Saturday, November 11, 2017

How Many Veterans From How Many Wars?

On Memorial Day we honor those who died in war.  On Veterans Day we honor those who survived war.  More on the difference between the two holidays here.  Let's take a moment to reflect on how many died and how many survived the wars the United States fought in.

The list below is from the Veterans Administration.  (you can adjust the size in the file below)

Americas Wars by Steve on Scribd

When you get to the bottom of page one, there's a link to The Global War On Terrorism. That link gets you to a page that gives you urls that get here.

It turns out The Global War on Terrorism is made up of a series of operations.

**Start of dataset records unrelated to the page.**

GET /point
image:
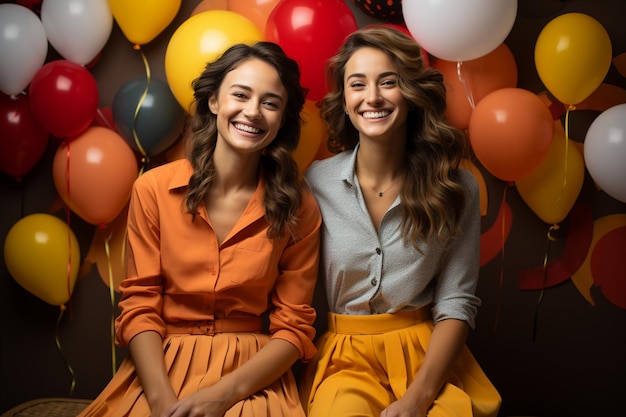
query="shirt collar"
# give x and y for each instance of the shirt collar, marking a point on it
(348, 172)
(181, 177)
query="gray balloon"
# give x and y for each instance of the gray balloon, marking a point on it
(147, 115)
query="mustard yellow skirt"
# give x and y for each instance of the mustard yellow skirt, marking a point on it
(366, 362)
(194, 362)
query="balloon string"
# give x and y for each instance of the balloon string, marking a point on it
(570, 108)
(545, 277)
(67, 220)
(112, 297)
(468, 90)
(58, 343)
(503, 237)
(138, 109)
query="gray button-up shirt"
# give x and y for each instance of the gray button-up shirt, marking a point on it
(370, 272)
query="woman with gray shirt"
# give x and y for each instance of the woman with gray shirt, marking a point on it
(400, 242)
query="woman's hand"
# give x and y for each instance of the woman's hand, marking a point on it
(208, 402)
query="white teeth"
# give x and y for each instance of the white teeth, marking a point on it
(375, 114)
(247, 128)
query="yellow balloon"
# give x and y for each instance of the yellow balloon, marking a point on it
(142, 20)
(552, 188)
(200, 40)
(572, 56)
(311, 135)
(42, 254)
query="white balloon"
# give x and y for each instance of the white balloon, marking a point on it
(23, 47)
(77, 29)
(605, 151)
(459, 30)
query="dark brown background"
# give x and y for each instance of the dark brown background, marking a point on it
(574, 366)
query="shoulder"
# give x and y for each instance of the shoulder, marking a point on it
(309, 210)
(467, 180)
(332, 168)
(169, 175)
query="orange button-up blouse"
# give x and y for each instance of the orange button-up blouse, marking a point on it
(176, 271)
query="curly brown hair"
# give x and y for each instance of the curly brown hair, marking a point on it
(279, 169)
(432, 194)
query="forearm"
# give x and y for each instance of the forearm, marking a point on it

From Defense Casualty Analysis System - Click to enlarge and focus

From Wikipedia:
"Operation Enduring Freedom (OEF) is the official name used by the U.S. government for the Global War on Terrorism between 2001 and 2014. On October 7, 2001, in response to the September 11 attacks, President George W. Bush announced that airstrikes targeting Al Qaeda and the Taliban had begun in Afghanistan.[8] Operation Enduring Freedom primarily refers to the War in Afghanistan,[9][10] but it is also affiliated with counterterrorism operations in other countries, such as OEF-Philippines and OEF-Trans Sahara.[11][12]
After 13 years, on December 28, 2014, President Barack Obama announced the end of Operation Enduring Freedom in Afghanistan.[13] Continued operations in Afghanistan by the United States' military forces, both non-combat and combat, now occur under the name Operation Freedom's Sentinel.[14]"
Hagel said, "In Operation Freedom's Sentinel, the United States will pursue two missions with the support of the Afghan government and the Afghan people."
"We will work with our allies and partners as part of NATO's Resolute Support Mission to continue training, advising, and assisting Afghan security forces," he added. "And we will continue our counterterrorism mission against the remnants of Al Qaeda to ensure that Afghanistan is never again used to stage attacks against our homeland."
On the chart, we also have Operation Iraqi Freedom which happened while Enduring Freedom was still going on.  From the Congressional Research Service:
"Operation Iraqi Freedom (OIF), the U.S.-led coalition military operation in Iraq, was launched on March 20, 2003, with the immediate stated goal of removing Saddam Hussein’s regime and destroying its ability to use weapons of mass destruction or to make them available to terrorists. Over time, the focus of OIF shifted from regime removal to the more open-ended mission of helping the Government of Iraq (GoI) improve security, establish a system of governance, and foster economic development."
Also in there is Operation New Dawn.  From an Army site:
"During Operation New Dawn, the remaining 50,000 U.S. servicemembers serving in Iraq will conduct stability operations, focusing on advising, assisting and training Iraqi Security Forces (ISF). Operation New Dawn also represents a shift from a predominantly military U.S. presence to one that is predominantly civilian, as the Departments of Defense and State work together with governmental and non-governmental agencies to help build Iraq's civil capacity."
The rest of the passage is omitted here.